Without the St. Vincent de Paul Community Pharmacy - which gives Steele her medicine for free - the 62-year-old would only have $61 to live on a month.
If she didn't have the help, she said: "I wouldn't have been able to have that medication, plain and simple. I would be on the street."
The pharmacy, in Crescent Springs, provides free prescription samples to people who don't have insurance or to those whose insurance does not cover the cost of medicine. It has given away more than $2 million in free medications and filled over 30,000 prescriptions since March 2002.
Now, Sen. Bob Schuler, R-Sycamore Township, is pushing a bill that would provide Ohioans the same opportunity.
"It sounds like a great idea. It doesn't cost anything and it helps a lot of people," Schuler said.
The bill is the first hurdle in starting a free prescription pharmacy in Ohio that would rely on donations of sample drugs from doctors and drug companies. It is against Ohio law to dispense such free medications now.
If the bill passes, it would open the door for Ohioans throughout the state to benefit from similar programs, said Liz Carter, the executive director of Cincinnati's St. Vincent de Paul.
In Northern Kentucky, the pharmacy has enrolled more than 1,100 people. Carter said she would love to see the procram expanded to Ohio.
"In my mind, even if you help one hundred more, that's a hundred people that didn't have a place to go before," she said.
There are 161,800 uninsured adults in the Tristate, according to the Health Foundation of Greater Cincinnati and the University of Cincinnati.
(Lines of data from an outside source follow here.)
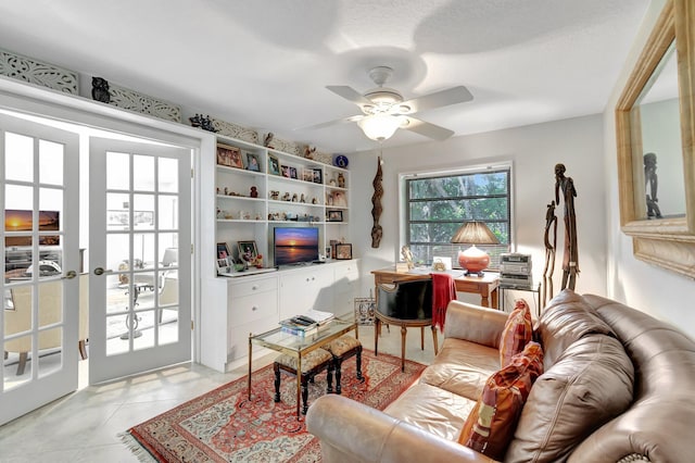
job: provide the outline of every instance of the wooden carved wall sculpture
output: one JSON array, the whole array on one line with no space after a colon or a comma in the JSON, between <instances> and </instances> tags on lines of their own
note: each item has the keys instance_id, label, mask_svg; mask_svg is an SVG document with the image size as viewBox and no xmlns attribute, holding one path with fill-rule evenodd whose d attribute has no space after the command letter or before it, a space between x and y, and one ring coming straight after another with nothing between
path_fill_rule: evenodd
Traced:
<instances>
[{"instance_id":1,"label":"wooden carved wall sculpture","mask_svg":"<svg viewBox=\"0 0 695 463\"><path fill-rule=\"evenodd\" d=\"M552 235L552 237L551 237ZM555 272L555 249L557 249L557 215L555 215L555 201L547 204L545 212L545 267L543 268L543 295L541 306L545 306L553 299L553 272Z\"/></svg>"},{"instance_id":2,"label":"wooden carved wall sculpture","mask_svg":"<svg viewBox=\"0 0 695 463\"><path fill-rule=\"evenodd\" d=\"M383 236L383 229L379 225L379 218L381 217L381 197L383 196L383 186L381 179L383 174L381 172L381 157L377 158L377 174L374 176L371 185L374 186L374 195L371 195L371 218L374 218L374 225L371 226L371 247L378 248Z\"/></svg>"},{"instance_id":3,"label":"wooden carved wall sculpture","mask_svg":"<svg viewBox=\"0 0 695 463\"><path fill-rule=\"evenodd\" d=\"M577 247L577 215L574 198L577 190L572 177L565 176L565 164L555 165L555 203L559 205L560 193L565 200L565 248L563 251L563 284L560 289L574 289L579 273L579 249Z\"/></svg>"}]
</instances>

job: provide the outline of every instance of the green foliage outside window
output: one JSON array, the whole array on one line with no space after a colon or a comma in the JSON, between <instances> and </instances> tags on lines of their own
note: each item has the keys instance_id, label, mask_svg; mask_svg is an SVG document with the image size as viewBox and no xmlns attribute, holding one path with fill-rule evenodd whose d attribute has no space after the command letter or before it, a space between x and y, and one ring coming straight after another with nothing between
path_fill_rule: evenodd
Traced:
<instances>
[{"instance_id":1,"label":"green foliage outside window","mask_svg":"<svg viewBox=\"0 0 695 463\"><path fill-rule=\"evenodd\" d=\"M491 256L490 267L497 267L500 254L510 249L509 176L508 168L500 168L407 178L406 239L416 261L430 264L434 255L452 256L456 266L458 250L468 245L452 245L452 237L464 222L480 221L500 240L481 247Z\"/></svg>"}]
</instances>

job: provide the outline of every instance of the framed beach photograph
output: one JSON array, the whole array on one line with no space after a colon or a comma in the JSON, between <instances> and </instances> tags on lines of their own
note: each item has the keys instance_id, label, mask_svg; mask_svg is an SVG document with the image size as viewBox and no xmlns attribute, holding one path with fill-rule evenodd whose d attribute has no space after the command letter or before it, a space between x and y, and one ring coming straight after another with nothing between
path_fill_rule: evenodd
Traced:
<instances>
[{"instance_id":1,"label":"framed beach photograph","mask_svg":"<svg viewBox=\"0 0 695 463\"><path fill-rule=\"evenodd\" d=\"M241 150L229 145L217 143L217 165L225 167L243 168Z\"/></svg>"},{"instance_id":2,"label":"framed beach photograph","mask_svg":"<svg viewBox=\"0 0 695 463\"><path fill-rule=\"evenodd\" d=\"M247 171L261 172L261 162L257 154L247 152Z\"/></svg>"},{"instance_id":3,"label":"framed beach photograph","mask_svg":"<svg viewBox=\"0 0 695 463\"><path fill-rule=\"evenodd\" d=\"M348 243L336 245L336 259L343 260L343 261L352 259L352 245L348 245Z\"/></svg>"},{"instance_id":4,"label":"framed beach photograph","mask_svg":"<svg viewBox=\"0 0 695 463\"><path fill-rule=\"evenodd\" d=\"M328 222L342 222L343 211L328 211Z\"/></svg>"},{"instance_id":5,"label":"framed beach photograph","mask_svg":"<svg viewBox=\"0 0 695 463\"><path fill-rule=\"evenodd\" d=\"M258 256L258 248L255 241L237 241L239 248L239 259L245 262L253 262Z\"/></svg>"},{"instance_id":6,"label":"framed beach photograph","mask_svg":"<svg viewBox=\"0 0 695 463\"><path fill-rule=\"evenodd\" d=\"M280 175L280 162L273 154L268 154L268 174Z\"/></svg>"}]
</instances>

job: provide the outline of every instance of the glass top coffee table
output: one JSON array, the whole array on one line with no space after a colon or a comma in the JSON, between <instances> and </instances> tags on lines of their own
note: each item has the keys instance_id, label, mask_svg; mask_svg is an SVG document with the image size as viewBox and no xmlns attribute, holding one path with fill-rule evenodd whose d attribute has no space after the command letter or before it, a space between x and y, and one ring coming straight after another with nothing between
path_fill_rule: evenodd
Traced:
<instances>
[{"instance_id":1,"label":"glass top coffee table","mask_svg":"<svg viewBox=\"0 0 695 463\"><path fill-rule=\"evenodd\" d=\"M333 318L324 326L318 327L318 331L312 336L301 337L290 335L282 331L280 327L271 329L260 335L249 335L249 400L251 400L251 364L253 362L253 345L262 346L275 351L294 356L296 359L296 418L300 414L300 396L302 390L302 358L313 350L320 348L321 346L338 339L345 333L354 330L355 337L359 337L357 324L353 320Z\"/></svg>"}]
</instances>

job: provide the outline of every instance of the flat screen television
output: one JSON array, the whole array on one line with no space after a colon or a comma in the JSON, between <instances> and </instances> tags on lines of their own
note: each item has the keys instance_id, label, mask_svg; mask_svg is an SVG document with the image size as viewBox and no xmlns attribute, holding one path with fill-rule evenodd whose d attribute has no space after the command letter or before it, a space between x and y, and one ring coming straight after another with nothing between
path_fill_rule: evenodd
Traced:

And even some Cincinnati residents who have insurance still can't afford the cost of prescription medications.
Those people often resort to splitting their pills or alternating days to make them last longer. In the worst cases, people don't buy the medicine they need, said Rosana Aydt, co-director and one of the founding St. Vincent pharmacists.
"We're taking care of the people who fall through the cracks," she said.
Gerry Wever, and her husband, Walter, are one couple who said they would be homeless without the support they receive from St. Vincent's pharmacists.
Gerry, 62 is taking medicine for her thyroid, stomach, high blood pressure and nerves. Walter, 66, is a diabetic and suffers from other ailments as well.
Together, the Wevers, of Erlanger, take between 15 and 20 prescribed medications each month.
"They are why we are holding on,'' Gerry Wever said. "If it wasn't for (the pharmacy) , we couldn't survive."